On Monday night, I think I fixed a very important element of my chudan kamae. Not that I do anything else except maybe a bit of gedan after sensei did it to me but I realised something about my right kote position. Yet again, this is something that has probably been told to me over and over again but I never made the connection until now. You are told to make sure that your left hand holds the shinai with that very bent wrist position, the hand straight down the kensen, so that when you strike, the arm is straight with the shinai. All good, got that, but what about the right? That’s the one that gets attacked all the time, or at least in my case it did.
I realised that my right hand has been drifting round quite significantly and exposing my kote to attack. Sensei attacks it all the time, obviously highlighting it with me. He’s never told me not to do it, but by always attacking the exposed kote, he’s been telling me another way. Once I moved my hand around, my kote was attacked less.

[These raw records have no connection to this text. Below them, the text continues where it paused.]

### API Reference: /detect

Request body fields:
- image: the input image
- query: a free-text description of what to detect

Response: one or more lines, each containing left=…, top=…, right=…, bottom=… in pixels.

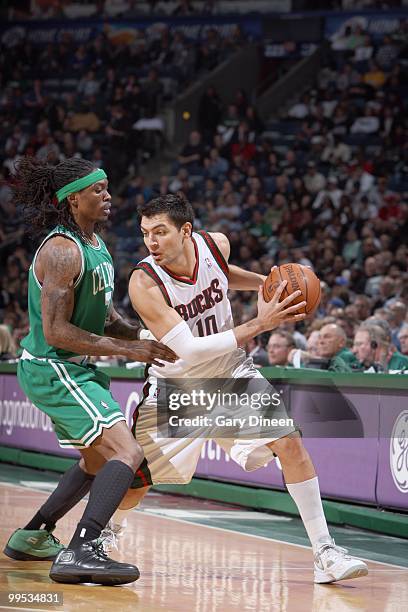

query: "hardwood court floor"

left=0, top=474, right=408, bottom=612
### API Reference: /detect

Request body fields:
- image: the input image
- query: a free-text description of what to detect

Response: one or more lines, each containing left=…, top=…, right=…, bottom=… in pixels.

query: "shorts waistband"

left=20, top=349, right=88, bottom=365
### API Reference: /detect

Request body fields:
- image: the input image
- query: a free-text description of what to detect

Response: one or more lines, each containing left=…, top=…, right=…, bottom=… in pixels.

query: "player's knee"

left=120, top=440, right=144, bottom=471
left=273, top=437, right=308, bottom=464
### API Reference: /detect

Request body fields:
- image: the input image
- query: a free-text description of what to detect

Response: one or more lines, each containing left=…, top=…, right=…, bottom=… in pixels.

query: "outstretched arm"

left=129, top=270, right=305, bottom=365
left=104, top=303, right=142, bottom=340
left=40, top=236, right=176, bottom=365
left=210, top=232, right=266, bottom=291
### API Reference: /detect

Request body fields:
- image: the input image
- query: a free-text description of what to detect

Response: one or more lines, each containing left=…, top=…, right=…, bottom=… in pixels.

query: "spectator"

This took me think back to when we were visited by Sensei Bell who fights nito. I came back with my right wrist about twice the size it was when I left. Because kote was completely exposed.
So despite that fact we are always being told not to use the right hand to move the shinai, it still needs to be adequately thought about in terms of position and movement. This also made me realise that it’s not just about the words you tell someone when you teach them things, it’s also about the physical feedback and methods you employ that communicate just as much. Kendo is physical, communicate physically and well as verbally.